Eugene bertanya-tanya apakah pendengarannya memburuk.
‘Mertua? Keluarga Fransil? Lalu gadis itu…’
Mata Eugene secara alami tertuju pada Lorraine. Lorraine agak depresi setelah dipaksa berpisah dari Luke. Tetapi ketika dia mendengar apa yang dikatakan kapten pengintai itu, wajahnya menjadi pucat.
“Mm-aku? Menikahi Yang Mulia adipati? S-aku? K-kenapa? Kenapa aku… Waaaaahhh!”
“Nyonya.”
Lorraine tiba-tiba menangis dan Bonmer berusaha menghiburnya.

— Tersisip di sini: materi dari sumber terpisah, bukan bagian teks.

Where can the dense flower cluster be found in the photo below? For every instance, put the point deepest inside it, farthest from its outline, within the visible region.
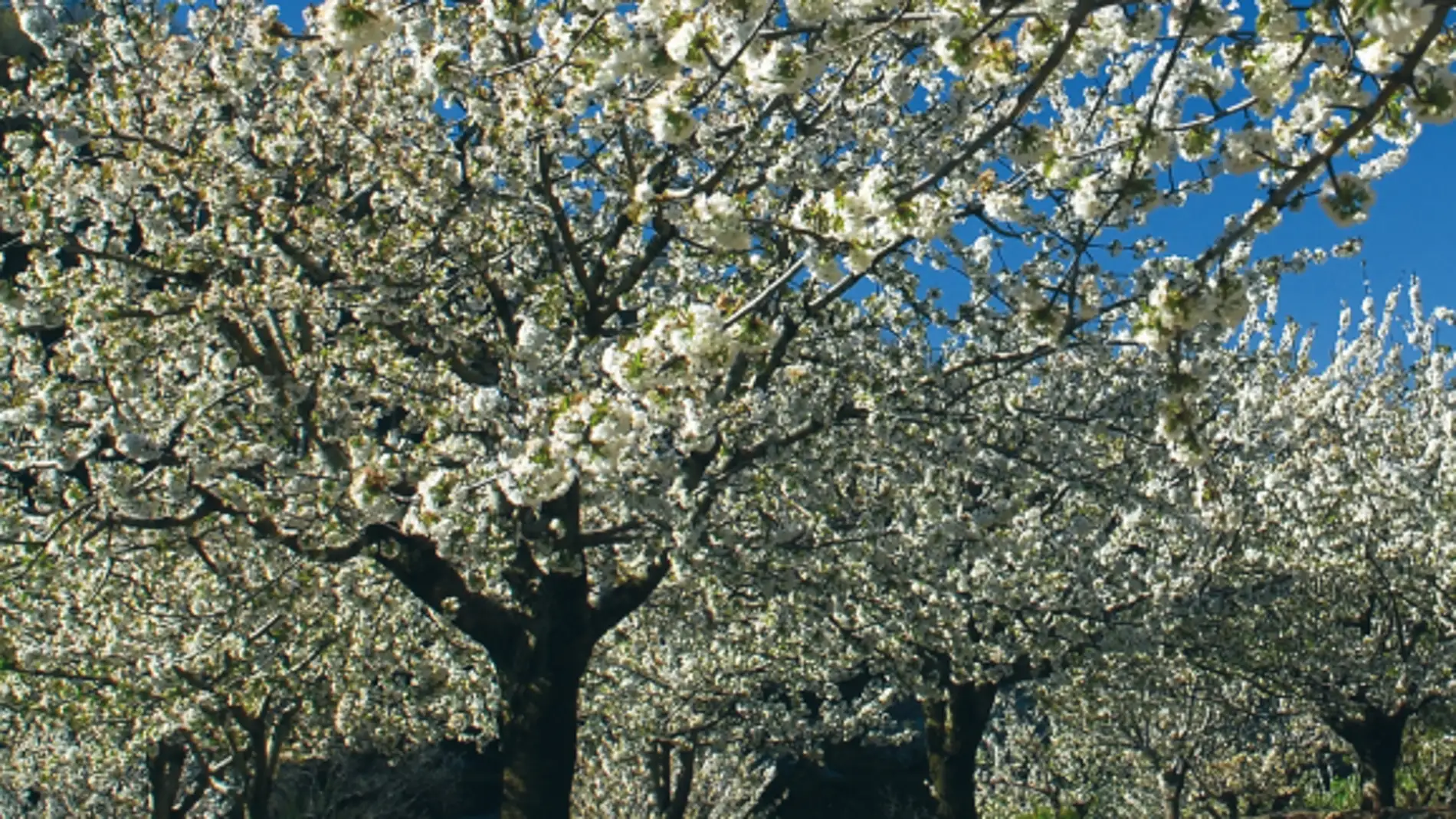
(474, 367)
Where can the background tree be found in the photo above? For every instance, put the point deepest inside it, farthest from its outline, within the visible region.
(1337, 486)
(514, 359)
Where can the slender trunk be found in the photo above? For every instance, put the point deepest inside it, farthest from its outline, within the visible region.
(1174, 778)
(671, 788)
(1376, 738)
(165, 767)
(954, 726)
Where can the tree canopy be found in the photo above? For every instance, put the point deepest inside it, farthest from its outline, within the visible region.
(686, 377)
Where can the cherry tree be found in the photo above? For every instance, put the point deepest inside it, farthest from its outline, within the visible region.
(514, 359)
(1336, 588)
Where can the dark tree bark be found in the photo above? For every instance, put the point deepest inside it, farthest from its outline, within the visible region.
(1376, 735)
(166, 765)
(1174, 780)
(954, 726)
(539, 745)
(539, 647)
(671, 786)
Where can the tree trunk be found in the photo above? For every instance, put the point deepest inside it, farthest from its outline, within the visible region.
(1174, 778)
(954, 726)
(165, 767)
(539, 747)
(671, 789)
(1376, 738)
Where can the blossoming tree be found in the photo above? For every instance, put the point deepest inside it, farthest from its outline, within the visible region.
(1336, 589)
(514, 357)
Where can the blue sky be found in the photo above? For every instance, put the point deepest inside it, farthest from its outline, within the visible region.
(1412, 230)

“Yang Mulia, apa yang terjadi? Saya tidak percaya Anda akan menikahi seseorang dari keluarga Fransil! Bagaimana dengan janji kita? Berani-beraninya Anda membandingkan keluarga sederhana seperti itu dengan Eland?!” keluh Pranbow dengan ekspresi kaku.
“Apa? Keluarga sederhana? Tuan Pranbow! Apa yang barusan kau katakan?!”
“Beraninya kau menunjukkan ketidakhormatan seperti itu kepada Guru Pranbow!”
Bahkan para ksatria elf dari Eland dan ksatria keluarga Fransil pun ikut terlibat dalam perdebatan tersebut. Tanpa disadari, Eugene telah menjadi seorang mesum yang mencoba mencampuri urusan dua keluarga berbeda. Seperti yang diperkirakan, kekacauan pun segera terjadi.